We already know that Quick has this Conn Smythe all but wrapped up, and shutting out the Devils in game 3 to put your team one win away from the Cup speaks for itself. The guy is a flat-out stud between the pipes, no matter how much room he seems to leave up top. No one can "elevate the puck" against him, as Eddie Olczyk and Pierre McGuire have been imploring teams to do against Quick all postseason long, because he's so damn good at taking away time and space for shooters. The man has been brilliant all season and postseason.

What many people, including myself, may not have realized before this remarkable run by the Kings is just how good Anze Kopitar really is. Don't get me wrong, I knew Kopitar was an excellent player, a top-line scorer with soft hands and great touch. But seeing as he's played his entire career on the West Coast, I've admittedly watched him very little until this season, when Richards' presence in LA had me tuning in more than ever. And man, I had no idea how fucking good this guy was as a two-way player.

Kopitar is truly a superstar in every facet. He scored arguably the biggest goal of the night, tying him for the postseason lead in goals with 8 — which, oddly enough, put him in a tie with Claude Giroux and Danny Briere, two Flyers who were eliminated a month ago. But more impressive to me has been his defensive work and willingness to do the dirty work. Kopitar is as good a penalty killer as anyone else on that team: Stoll, Richards, anyone. He lays his body out to block shots, shuts down passing lanes and anticipates plays before they're made. He also seems to knock down a ton of pucks on clearing attempts in the offensive zone and win damn near every board battle. The puck just seems to find him every time he's out there.

Last night, he was far and away the best skater on the ice, with only Williams even remotely standing out otherwise. He's on a different level right now, which is exactly why he's right behind Quick in the Conn Smythe race.

Kopitar's brilliance is another reason that adding Richards and Carter has helped propel LA to where it's at now. With Kopitar, Brown, Quick and stud defenseman Drew Doughty being the focal points, Carter and Richards can just go out and play.

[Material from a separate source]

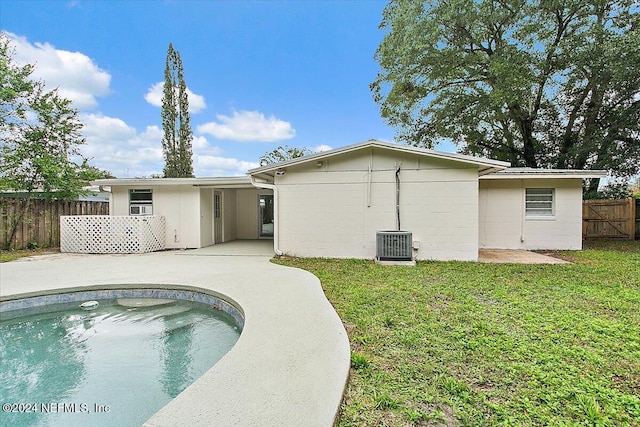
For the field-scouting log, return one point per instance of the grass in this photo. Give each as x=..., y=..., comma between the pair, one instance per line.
x=12, y=255
x=454, y=343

No more leadership questions, no more overbearing pressure, just a talented scorer and an all-around workhorse allowed to do what they do.

And that familiar tandem connected on the third goal for Los Angeles, with Richards feeding Carter for the power play tally. That's right, Jeff Carter scored in back-to-back Stanley Cup Final games, one an overtime winner and the other essentially the nail in the coffin. And Richards was his normal self, doing remarkable work on the penalty kill, just like all the Kings. LA was perfect on the PK, rarely even giving up quality chances to the struggling Devils. Richards and Carter played a hand in that, and Williams was the one leading the way all game long.

Now Flyers West is just one win away from accomplishing something in Los Angeles that these players never did in Philadelphia. I bet they can drink an awful lot out of that Cup.